SEO in the age of AI search: How content marketers are fighting ‘Google Zero’

People in business dress sitting around tables in an event hall for a lunchtime speaking event. (Photo by Andy Wang on Unsplash)

SEO in the age of AI search: How content marketers are fighting ‘Google Zero’

Written by

Shirley Siluk
 

02/09/2025

Many content marketers today might not remember the early days of the web – the days before LinkedIn (founded in 2003) or, even farther back, Google (established in 1998). But we are in some ways reliving a bit of that experience today, as generative AI features such as Google’s AI Overviews and AI-powered search tools such as Perplexity.ai increasingly upend the ways in which people look for information.

During the first five years after the World Wide Web became available to the public in 1993, Google didn’t exist. But a couple of million websites had already sprung up during that time, offering businesses a new way to connect with potential customers. So how did pre-Google organisations spread the word about their online presence and the products and services they offered? They often relied on printed newsletters and physical brand publications, direct mail, in-person events and PR targeting newspapers, magazines and trade journals.

As AI tools today put a damper on clicking search-generated links, those old-school strategies are getting new attention from content-creating professionals in search of an audience.

“I think that we need to think carefully about what the media world looked like in the first decade of the web,” a CEO of a local nonprofit news organisation said in a survey for the Columbia Journalism Review’s ‘Journalism Zero’ report, published in May 2025. “We were building digital audiences but we did not really have social media yet per se.”
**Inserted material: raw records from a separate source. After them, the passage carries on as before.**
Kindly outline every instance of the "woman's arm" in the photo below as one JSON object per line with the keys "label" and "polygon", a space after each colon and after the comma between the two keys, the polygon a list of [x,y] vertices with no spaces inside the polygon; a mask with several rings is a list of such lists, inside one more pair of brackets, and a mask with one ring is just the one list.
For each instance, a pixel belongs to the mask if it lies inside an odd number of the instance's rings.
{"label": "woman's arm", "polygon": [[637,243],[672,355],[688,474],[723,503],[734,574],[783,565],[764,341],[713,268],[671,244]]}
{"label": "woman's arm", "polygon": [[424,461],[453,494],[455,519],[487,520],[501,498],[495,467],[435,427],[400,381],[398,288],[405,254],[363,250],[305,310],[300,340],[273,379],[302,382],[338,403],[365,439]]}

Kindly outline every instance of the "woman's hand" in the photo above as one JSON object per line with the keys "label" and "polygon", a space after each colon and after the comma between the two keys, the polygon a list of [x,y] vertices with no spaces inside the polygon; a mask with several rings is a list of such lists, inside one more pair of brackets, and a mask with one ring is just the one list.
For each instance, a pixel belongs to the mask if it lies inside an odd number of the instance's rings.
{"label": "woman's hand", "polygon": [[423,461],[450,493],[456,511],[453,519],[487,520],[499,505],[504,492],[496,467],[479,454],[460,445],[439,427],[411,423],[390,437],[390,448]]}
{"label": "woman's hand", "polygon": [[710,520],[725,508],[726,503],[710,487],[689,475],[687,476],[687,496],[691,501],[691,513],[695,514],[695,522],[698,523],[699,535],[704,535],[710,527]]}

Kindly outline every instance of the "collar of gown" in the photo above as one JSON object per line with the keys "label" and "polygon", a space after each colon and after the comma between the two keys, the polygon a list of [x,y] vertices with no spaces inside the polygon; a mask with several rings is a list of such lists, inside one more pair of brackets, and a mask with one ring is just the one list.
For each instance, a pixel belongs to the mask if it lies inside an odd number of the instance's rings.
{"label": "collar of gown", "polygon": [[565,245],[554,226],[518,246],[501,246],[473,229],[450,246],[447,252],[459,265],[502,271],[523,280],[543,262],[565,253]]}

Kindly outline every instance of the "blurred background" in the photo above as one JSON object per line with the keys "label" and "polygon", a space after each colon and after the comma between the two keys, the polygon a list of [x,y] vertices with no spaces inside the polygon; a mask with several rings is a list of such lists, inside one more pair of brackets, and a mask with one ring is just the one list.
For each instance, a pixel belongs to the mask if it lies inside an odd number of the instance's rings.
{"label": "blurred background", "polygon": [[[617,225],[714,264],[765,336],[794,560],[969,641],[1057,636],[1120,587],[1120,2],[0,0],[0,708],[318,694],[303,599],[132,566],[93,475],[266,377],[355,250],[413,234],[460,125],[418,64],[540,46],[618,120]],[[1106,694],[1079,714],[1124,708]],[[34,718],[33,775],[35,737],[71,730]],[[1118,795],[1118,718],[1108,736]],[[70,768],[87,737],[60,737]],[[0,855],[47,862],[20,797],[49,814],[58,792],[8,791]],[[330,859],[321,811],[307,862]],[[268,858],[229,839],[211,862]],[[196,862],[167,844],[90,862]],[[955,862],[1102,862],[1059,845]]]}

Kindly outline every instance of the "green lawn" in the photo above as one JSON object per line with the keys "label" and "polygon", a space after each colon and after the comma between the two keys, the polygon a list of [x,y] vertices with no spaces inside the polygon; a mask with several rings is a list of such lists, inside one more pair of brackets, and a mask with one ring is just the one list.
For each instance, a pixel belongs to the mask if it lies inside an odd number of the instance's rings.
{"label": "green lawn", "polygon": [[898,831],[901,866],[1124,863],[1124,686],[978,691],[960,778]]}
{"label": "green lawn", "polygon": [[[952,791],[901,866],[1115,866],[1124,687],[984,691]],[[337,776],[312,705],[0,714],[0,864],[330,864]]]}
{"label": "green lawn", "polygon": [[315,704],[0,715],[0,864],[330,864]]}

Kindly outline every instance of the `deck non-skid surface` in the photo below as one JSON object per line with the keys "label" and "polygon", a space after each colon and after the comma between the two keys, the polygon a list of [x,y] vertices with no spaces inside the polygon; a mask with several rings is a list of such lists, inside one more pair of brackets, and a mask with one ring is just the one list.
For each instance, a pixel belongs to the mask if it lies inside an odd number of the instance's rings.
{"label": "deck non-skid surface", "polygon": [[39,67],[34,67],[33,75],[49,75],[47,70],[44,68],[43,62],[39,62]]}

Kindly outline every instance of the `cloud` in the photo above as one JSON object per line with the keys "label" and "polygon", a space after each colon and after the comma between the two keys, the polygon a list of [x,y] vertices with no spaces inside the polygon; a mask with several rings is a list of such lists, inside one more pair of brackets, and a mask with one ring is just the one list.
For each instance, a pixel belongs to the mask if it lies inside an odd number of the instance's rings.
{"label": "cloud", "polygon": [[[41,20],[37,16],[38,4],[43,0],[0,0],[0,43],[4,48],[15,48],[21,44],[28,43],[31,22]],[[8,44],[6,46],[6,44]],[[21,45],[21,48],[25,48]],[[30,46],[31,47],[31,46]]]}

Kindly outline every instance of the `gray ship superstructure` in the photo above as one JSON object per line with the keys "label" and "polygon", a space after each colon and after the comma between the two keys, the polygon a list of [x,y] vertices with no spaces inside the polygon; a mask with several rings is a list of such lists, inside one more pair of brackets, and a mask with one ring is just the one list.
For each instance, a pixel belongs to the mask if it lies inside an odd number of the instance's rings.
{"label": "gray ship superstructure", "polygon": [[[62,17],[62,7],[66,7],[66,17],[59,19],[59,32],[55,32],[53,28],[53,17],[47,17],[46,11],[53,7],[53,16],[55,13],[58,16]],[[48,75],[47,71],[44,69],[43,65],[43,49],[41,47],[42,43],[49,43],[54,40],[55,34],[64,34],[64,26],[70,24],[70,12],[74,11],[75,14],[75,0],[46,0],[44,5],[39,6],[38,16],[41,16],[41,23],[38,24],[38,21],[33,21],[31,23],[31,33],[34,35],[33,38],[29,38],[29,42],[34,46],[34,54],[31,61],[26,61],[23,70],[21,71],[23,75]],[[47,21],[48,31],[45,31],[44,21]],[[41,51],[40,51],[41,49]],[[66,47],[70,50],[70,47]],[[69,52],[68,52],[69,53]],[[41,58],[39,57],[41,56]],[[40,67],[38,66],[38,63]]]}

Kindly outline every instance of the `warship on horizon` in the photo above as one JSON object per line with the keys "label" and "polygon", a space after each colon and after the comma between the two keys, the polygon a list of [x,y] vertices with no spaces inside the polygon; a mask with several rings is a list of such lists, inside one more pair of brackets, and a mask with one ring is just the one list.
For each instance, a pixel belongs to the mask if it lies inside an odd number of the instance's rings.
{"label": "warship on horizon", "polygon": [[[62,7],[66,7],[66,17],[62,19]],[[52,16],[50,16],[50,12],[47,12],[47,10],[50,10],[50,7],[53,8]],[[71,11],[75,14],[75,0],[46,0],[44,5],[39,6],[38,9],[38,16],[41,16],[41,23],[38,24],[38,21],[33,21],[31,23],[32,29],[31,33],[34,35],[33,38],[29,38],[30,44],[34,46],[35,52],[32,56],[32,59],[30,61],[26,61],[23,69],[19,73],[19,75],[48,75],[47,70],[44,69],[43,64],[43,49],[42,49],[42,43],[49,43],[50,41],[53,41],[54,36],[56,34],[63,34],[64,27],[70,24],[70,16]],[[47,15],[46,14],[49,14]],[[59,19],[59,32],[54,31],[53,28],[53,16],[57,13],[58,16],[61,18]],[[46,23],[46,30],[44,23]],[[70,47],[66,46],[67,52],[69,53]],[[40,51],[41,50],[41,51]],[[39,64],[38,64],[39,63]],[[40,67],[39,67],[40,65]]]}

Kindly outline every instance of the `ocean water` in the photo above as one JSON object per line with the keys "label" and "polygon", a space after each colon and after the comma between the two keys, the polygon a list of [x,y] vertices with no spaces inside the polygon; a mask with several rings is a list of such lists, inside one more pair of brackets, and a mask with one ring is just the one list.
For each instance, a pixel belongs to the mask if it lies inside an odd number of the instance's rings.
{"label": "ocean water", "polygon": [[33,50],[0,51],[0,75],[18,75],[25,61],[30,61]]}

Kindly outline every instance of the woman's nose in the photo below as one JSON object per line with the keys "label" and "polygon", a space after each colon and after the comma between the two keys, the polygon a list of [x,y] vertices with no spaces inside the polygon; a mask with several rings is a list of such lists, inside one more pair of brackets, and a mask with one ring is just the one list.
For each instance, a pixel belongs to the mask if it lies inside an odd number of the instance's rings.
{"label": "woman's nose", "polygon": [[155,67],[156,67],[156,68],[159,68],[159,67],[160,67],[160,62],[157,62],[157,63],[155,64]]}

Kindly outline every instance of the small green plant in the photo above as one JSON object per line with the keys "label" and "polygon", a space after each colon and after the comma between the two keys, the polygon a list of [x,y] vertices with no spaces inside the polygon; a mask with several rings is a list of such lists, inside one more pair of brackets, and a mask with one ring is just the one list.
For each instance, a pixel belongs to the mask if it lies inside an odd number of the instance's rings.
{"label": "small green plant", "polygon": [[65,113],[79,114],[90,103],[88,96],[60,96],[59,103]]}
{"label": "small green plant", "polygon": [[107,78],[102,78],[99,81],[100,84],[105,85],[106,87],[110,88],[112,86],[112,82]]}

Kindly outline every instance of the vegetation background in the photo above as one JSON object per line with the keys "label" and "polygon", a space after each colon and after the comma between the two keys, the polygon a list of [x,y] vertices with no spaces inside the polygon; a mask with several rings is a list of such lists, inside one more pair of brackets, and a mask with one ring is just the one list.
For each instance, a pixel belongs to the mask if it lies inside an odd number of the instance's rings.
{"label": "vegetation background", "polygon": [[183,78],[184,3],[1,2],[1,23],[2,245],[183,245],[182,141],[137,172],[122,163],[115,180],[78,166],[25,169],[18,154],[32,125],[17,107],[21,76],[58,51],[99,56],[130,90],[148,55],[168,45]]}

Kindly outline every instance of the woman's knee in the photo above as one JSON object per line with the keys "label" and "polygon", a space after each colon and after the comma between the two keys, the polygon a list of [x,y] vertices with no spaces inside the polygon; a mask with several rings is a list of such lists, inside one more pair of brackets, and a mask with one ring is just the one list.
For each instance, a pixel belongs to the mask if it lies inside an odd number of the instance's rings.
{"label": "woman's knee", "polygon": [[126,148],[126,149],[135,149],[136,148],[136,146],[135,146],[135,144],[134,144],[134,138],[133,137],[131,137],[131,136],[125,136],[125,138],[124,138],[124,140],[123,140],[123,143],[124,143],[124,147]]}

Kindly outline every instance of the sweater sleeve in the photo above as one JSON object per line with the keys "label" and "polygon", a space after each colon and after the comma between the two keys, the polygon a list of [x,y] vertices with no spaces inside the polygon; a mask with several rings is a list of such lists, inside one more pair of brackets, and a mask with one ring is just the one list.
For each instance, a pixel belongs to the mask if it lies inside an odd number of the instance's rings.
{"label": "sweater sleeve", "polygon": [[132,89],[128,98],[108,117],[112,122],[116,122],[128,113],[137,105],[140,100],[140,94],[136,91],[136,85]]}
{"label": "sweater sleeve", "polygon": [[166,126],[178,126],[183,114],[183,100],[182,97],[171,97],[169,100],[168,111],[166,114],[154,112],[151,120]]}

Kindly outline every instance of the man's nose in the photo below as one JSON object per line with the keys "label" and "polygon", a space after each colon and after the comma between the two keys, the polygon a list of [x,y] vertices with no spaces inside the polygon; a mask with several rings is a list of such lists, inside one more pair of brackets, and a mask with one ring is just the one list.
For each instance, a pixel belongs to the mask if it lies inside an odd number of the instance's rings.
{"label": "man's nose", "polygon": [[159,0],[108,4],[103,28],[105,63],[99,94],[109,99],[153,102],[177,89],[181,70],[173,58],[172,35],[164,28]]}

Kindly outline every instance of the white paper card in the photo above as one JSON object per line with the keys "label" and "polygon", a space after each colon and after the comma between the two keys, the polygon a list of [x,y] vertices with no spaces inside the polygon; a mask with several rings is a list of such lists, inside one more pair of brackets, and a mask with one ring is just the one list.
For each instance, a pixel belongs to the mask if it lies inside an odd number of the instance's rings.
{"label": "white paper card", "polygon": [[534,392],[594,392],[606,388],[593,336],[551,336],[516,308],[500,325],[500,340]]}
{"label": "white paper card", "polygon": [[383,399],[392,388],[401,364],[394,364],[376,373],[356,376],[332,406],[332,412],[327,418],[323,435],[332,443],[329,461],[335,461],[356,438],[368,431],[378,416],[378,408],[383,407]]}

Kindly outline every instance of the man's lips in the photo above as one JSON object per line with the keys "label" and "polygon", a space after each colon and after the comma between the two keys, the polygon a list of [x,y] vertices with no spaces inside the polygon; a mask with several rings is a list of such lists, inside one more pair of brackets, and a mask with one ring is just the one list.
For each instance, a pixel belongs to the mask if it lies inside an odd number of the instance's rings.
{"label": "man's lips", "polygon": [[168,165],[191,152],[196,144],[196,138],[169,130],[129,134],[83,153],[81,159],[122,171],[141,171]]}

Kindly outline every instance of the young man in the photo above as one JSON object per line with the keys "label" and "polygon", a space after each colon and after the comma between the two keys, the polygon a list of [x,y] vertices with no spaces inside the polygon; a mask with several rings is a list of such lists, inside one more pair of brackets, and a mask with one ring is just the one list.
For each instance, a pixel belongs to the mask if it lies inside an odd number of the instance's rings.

The CEO continued: “That’s a very illuminating decade because that is essentially what we’re going back to right now, where the social platforms, they’re just not our friends at all. We’ve already reached that post-social era, if not the post-search era. And so in this post-platform era, we have to look at that first decade.”

And that’s exactly what many content marketers and other publishers are now doing.

“We need to exchange the current playbook for a future-proof content marketing strategy that works no matter what Google ate for lunch that day,” said Ali Orlando Wert, director of content marketing and brand at Databox, during a talk at Content Marketing World 2024.

Wert advised content marketers to rethink their content and SEO strategies in light of the fact that “high search volume does NOT equate to high-value traffic”. There’s little reason to chase SEO leadership for broad, top-of-funnel content, she said. Instead, marketers need to put more energy into longer, in-depth content, especially for mid-funnel and bottom of the funnel, and focus more on user intent than on high-volume keywords. They should also expand their thinking beyond the usual channels and consider strategies such as direct mail, virtual and in-person events, industry partnerships and referral programmes.

A survey by The Verge and Vox Media found that US consumers are losing trust in Google and other big tech platforms, with ‘more people flocking to AI chatbots, niche communities and platforms like TikTok’.

And whatever communities they seek, interesting, engaging and interactive content is critical. Another key takeaway from the survey: “The future of community building is in going back to the basics. Brands and platforms that can foster these personal, human-scale interactions are going to be the winners.”

Direct audience engagement is key to surviving Google Zero,” notes Digital Content Next. It described how some publishers are working to build direct audience relationships through strategies ranging from texting campaigns and hyperlocal content to email newsletters, virtual events and real-world breakfast gatherings.

The changes we’re seeing today in online content marketing have been supercharged by GenAI chatbots and relatively new features such as Google’s AI Overviews. But the overall trend has been a long time coming, driven by everything from privacy laws and the expanding use of ad blockers to the decline of third-party cookies and the rise of dark social. As Rand Fishkin, SEO OG and cofounder of the  software company SparkToro, writes, all of these things combined mean that – in some ways – ‘marketing is going back to the 20th century’:

“Digital marketing in 2024 is a lot like marketing in 1964,” he writes. “It is getting the right message that appeals to the right people in the right places and at the right time to the right audience.”